The Last Lie by Stephen White

The Last Lie returns Dr. Alan Gregory, the Boulder psychologist to the forefront. White's last book, The Siege, was a bit of a departure and featured detective Sam Purdy, Gregory's frequent sidekick in an excellent storyline, full of adventure.  Unfortunately, the newest Alan Gregory installment isn't nearly as good.

When a new neighbor complains about Gregory's dog and whether Emily should be off her leash, Gregory finds the man supercilious and develops an instinctive distrust of the man who is well-known for his work in the area of women's rights.

After a housewarming party at the home of the new neighbor, a young widow, one of the guests, claims she was raped.  There are blank spots, however, in her memory of the event.  Although she believes her rapist was her host, the memory gaps create problems.

Dr.
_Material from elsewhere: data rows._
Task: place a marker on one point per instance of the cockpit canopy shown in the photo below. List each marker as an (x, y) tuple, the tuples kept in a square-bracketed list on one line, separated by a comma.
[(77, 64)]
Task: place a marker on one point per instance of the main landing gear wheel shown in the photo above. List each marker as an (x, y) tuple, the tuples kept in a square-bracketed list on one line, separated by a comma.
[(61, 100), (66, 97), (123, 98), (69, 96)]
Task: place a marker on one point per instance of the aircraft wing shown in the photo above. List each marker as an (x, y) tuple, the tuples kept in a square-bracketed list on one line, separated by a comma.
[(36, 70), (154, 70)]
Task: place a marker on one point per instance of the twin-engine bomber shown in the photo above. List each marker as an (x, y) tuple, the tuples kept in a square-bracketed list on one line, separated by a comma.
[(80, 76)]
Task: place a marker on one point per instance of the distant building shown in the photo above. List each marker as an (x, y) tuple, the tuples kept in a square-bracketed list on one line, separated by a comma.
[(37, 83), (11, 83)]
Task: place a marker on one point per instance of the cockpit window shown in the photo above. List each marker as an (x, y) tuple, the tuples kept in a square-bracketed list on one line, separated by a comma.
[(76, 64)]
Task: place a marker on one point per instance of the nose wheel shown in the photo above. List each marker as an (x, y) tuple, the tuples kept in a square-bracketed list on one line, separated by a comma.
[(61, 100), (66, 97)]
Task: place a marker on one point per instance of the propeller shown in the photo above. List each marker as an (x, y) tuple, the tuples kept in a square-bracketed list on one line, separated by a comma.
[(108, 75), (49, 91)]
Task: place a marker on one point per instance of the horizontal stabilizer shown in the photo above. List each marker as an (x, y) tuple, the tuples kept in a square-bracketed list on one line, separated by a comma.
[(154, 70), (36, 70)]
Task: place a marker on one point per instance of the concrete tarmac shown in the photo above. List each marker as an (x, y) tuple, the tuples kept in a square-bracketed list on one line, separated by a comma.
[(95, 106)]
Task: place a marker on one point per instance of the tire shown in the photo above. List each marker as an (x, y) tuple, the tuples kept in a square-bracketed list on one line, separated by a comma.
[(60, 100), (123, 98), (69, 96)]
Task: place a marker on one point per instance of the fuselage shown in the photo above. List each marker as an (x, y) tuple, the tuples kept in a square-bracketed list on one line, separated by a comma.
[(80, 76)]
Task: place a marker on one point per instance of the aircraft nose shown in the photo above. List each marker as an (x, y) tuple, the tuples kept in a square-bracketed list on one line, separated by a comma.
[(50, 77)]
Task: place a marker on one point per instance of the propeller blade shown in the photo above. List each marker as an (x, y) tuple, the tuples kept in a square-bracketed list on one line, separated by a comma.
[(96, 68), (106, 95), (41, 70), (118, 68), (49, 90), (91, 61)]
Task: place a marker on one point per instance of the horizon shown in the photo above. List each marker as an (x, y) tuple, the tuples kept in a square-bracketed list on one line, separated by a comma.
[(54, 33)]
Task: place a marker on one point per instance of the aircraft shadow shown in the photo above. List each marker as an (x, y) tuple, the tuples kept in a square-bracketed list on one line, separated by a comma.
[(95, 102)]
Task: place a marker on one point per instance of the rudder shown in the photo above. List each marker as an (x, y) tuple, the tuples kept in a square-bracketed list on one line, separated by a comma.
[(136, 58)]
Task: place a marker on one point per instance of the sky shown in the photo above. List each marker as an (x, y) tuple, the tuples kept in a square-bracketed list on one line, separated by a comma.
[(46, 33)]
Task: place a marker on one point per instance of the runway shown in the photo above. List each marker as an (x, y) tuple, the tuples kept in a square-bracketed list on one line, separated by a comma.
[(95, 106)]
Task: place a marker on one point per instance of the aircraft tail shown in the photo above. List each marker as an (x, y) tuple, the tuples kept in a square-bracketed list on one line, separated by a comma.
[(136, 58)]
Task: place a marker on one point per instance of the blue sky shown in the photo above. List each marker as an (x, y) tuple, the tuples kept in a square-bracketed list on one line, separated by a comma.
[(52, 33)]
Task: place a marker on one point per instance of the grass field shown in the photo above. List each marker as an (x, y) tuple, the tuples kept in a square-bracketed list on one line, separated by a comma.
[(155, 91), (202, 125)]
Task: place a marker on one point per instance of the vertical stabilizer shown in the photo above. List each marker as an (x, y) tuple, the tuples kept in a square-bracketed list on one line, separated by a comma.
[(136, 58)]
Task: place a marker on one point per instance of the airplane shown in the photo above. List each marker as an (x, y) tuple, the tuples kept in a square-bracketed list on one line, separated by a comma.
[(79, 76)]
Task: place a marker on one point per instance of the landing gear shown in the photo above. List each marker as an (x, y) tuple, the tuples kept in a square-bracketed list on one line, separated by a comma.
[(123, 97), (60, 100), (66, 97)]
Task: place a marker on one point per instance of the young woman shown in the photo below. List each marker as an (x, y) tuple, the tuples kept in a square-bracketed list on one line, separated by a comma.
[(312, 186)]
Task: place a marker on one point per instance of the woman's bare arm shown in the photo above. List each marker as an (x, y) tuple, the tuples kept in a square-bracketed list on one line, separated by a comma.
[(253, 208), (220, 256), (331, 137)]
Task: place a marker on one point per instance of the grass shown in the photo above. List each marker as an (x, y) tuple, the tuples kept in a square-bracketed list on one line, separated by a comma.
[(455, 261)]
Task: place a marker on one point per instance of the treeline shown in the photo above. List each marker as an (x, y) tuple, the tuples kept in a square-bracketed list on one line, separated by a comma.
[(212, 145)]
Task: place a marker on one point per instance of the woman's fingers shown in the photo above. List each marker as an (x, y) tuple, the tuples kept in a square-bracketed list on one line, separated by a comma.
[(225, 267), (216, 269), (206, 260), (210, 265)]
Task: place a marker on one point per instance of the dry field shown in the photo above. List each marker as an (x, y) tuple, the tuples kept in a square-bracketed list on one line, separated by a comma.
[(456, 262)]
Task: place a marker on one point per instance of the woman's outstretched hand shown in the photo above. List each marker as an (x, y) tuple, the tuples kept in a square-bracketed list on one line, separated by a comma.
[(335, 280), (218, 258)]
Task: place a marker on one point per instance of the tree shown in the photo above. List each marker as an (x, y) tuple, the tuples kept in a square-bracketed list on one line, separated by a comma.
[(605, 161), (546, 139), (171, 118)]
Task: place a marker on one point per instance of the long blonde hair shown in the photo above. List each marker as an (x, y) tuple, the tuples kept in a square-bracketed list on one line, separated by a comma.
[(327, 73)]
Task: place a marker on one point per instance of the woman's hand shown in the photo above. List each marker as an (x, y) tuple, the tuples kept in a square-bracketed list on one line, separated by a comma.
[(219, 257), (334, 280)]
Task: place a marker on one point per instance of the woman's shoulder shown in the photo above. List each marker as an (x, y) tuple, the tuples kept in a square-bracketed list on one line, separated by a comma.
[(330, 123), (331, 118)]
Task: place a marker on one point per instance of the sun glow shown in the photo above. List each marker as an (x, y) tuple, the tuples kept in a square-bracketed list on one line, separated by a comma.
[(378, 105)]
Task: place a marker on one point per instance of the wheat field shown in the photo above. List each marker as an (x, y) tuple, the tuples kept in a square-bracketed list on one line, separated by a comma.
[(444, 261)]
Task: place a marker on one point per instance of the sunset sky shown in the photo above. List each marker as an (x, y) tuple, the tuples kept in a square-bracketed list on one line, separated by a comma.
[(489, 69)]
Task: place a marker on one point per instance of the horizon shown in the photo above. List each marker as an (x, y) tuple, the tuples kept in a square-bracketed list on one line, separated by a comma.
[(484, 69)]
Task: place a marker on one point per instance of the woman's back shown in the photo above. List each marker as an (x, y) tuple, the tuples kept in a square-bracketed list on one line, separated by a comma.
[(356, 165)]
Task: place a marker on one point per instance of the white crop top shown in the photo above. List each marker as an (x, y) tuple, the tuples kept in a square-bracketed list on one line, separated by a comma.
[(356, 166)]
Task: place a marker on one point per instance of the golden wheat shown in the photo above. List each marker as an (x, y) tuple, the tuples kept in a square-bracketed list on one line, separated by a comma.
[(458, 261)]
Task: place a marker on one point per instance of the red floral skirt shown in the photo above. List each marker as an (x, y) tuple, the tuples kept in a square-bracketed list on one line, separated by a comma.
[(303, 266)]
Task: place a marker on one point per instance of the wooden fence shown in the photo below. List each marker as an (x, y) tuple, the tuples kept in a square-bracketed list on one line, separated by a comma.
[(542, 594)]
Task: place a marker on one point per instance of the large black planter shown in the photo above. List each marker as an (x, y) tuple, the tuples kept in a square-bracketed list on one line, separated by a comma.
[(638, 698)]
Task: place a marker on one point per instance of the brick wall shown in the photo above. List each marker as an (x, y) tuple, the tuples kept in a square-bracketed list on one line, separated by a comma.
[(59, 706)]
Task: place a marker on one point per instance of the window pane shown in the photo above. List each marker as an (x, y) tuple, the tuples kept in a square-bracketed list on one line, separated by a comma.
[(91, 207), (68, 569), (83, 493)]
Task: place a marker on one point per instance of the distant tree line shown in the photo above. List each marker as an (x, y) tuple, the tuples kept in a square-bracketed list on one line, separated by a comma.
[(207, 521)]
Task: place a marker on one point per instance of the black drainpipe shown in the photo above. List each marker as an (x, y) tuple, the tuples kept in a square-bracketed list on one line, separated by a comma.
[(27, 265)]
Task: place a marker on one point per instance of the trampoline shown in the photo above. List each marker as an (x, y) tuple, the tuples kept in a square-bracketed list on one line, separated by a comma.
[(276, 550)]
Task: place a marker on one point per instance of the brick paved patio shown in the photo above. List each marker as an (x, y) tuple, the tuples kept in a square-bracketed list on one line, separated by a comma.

Gregory is supervising a young psychologist who has been treating the young woman and has  insights into the case that he cannot share.  At the same time, his wife Lauren (an assistant DA) and his friend detective Sam Purdy also have information that they can't share for legal reasons.   

On several levels, this book didn't work as well as previous books in this series.   I had difficulties with some of the lengthy comparisons to the Kobe Bryant case.  Not with the allusion as such, but with the drawn out, hypothetical presentation.. The reader can understand the possibilities in a paragraph or two and doesn't need a couple of pages. 

Gregory's behavior seemed unusual at times, unlike his previous incarnations somehow.  Maybe this is partly because I've missed a novel in the series that sets up a change in Gregory's outlook and behavior.   The portion involving Jonas didn't ring true for me, either, and this bit bothered me.

It is difficult to discuss the problems I had with the book without spoilers, but I never felt truly involved with the plot or the characters. 

Fiction.  Mystery.  2010.  416 pages.